According an article published by Nature (Ancient Biomolecules in Quaternary peleocology), we are seeing significant technological advances that increases the rate at which ancient DNA and other biomolecules can be analyzed, yet the National Center for Biotechnology Information (NCBI), does not mention any entry of DNA sequences that is related to the Apatosaurus (Dinosaur postulated to have been cloned).

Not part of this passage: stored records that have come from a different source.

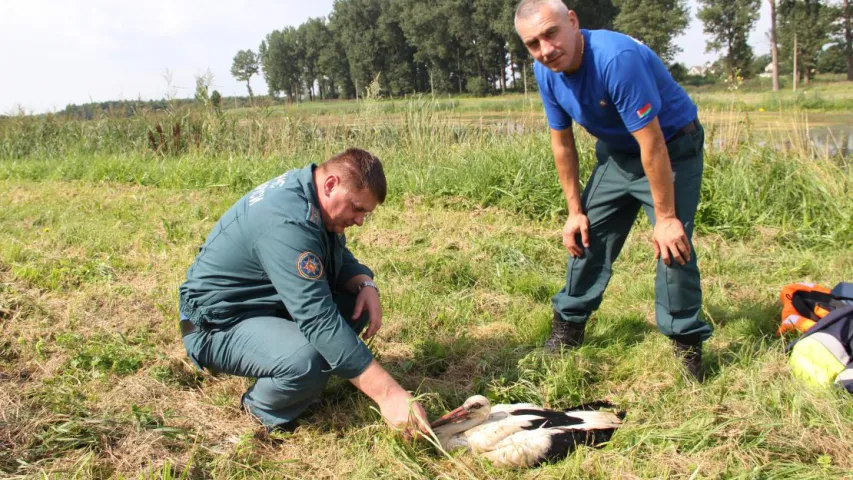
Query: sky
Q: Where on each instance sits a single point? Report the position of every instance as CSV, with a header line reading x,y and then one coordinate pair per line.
x,y
55,52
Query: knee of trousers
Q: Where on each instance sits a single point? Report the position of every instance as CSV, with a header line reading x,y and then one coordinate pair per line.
x,y
305,372
678,287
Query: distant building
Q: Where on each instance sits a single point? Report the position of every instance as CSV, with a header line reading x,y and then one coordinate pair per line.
x,y
700,70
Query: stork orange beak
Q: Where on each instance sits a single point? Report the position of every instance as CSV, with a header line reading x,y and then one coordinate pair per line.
x,y
450,417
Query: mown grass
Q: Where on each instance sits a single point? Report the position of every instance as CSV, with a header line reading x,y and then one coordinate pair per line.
x,y
95,240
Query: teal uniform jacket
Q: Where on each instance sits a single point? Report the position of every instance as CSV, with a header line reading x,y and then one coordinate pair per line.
x,y
270,254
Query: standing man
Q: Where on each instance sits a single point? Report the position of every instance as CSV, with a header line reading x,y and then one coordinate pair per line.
x,y
275,294
650,154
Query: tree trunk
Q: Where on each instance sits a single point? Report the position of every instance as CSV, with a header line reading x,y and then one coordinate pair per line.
x,y
512,73
848,39
796,73
774,49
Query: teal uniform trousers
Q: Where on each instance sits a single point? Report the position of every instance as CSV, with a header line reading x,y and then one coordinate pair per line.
x,y
612,199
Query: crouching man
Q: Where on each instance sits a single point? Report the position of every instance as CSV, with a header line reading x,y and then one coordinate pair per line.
x,y
275,294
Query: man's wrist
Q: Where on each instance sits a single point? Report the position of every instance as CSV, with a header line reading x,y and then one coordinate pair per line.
x,y
367,283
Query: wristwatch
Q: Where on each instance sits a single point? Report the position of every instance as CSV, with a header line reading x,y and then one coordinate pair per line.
x,y
367,283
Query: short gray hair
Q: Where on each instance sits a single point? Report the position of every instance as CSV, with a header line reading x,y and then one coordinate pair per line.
x,y
527,8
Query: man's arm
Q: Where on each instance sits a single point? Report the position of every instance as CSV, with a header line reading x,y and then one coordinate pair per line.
x,y
396,404
568,167
669,237
367,298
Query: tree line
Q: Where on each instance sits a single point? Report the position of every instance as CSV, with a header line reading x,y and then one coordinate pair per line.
x,y
470,46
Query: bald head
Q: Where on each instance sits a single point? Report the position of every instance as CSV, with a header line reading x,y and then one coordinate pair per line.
x,y
528,8
551,33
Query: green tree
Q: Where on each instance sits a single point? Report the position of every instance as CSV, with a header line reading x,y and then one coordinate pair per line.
x,y
808,25
654,22
282,61
846,35
678,71
729,22
244,67
373,41
216,100
594,15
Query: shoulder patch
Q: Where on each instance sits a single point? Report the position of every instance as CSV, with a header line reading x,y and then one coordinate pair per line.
x,y
309,266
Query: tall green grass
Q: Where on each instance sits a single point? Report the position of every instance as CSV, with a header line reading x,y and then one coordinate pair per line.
x,y
799,194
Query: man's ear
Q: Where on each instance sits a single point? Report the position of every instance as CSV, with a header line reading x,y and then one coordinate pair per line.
x,y
332,181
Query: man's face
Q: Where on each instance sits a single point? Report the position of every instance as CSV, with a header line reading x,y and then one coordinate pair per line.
x,y
551,37
343,206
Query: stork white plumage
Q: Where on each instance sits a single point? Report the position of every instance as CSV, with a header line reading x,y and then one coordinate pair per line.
x,y
521,435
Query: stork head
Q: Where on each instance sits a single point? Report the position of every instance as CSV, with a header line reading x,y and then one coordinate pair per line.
x,y
473,412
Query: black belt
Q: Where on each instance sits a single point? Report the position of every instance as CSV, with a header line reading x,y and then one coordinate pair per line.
x,y
690,128
187,328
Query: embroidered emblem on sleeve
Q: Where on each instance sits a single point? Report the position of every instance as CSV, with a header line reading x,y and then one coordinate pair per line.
x,y
309,266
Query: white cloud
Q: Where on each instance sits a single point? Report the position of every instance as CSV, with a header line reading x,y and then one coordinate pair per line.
x,y
57,52
54,53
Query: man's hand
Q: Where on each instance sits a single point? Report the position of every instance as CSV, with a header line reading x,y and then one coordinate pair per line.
x,y
576,224
398,407
368,298
669,239
404,414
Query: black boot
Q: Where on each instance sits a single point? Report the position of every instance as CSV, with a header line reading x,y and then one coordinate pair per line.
x,y
564,334
689,349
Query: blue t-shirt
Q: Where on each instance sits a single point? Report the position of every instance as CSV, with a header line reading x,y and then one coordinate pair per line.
x,y
620,87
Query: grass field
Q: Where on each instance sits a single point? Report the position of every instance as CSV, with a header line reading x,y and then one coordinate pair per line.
x,y
97,230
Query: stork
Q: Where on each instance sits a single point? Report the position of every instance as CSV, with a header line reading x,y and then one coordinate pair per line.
x,y
521,435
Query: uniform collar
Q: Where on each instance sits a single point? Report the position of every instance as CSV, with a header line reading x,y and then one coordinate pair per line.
x,y
306,176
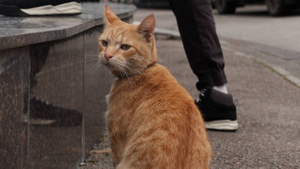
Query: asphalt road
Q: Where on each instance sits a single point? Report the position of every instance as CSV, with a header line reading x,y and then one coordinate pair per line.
x,y
253,33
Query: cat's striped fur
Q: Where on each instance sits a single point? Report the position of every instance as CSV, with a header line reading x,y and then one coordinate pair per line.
x,y
152,120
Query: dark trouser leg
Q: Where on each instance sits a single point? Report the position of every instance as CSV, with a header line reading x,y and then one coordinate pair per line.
x,y
198,32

Even if – with the advances made hitherto – we are capable of extracting sufficient quantities of DNA from paleontological specimens to obtain a complete DNA sequence of some prehistoric species, we would still be very far away from understanding the organization and nuclear morphology of ancient chromatin. I would think that this would make any attempts at cloning redundant. Even if, by some means, assembly of a complete and viable sequence (comparative to that taken from somatic cells in Dolly’s case) could be theoretically feasible (perhaps in cell culture of cells from a species with a close phylogenetic association), there would exist but still, a vast number of challenges in ‘interspecies’ nuclear transfer. There is no telling what difficulties such imperfect chromatin organization could produce, let alone the compatibility, or probable incompatibility of genes and gene products of donor DNA, with cellular components of the oocyte, that has had a hundred million odd years to evolve.

The question remains though, if there should be a public denouncement of this sort of frivolous allocation of resources, to the likes of unrealistic ambition, even if privately funded? This researcher remains a skeptic as to it feasibility, yet I firmly encourage any private funding that will, no doubt, result in the advancement of technologies that could in the future be applied for numerous ambitions, other than frivolity.

In reality, we are unlikely to see this research endeavor materialize to anything more than debated fantasy. Even if Clive Palmer is pursuing this avenue of research merely to satisfy personal curiosity, it may still inadvertently lead to the development of a technology, or even technique, that could justify such expenditure many times over. In any case though, he will be contributing to the advancement of science, or at least propagating some humor in a scientific community, that at times, seems much deprived thereof.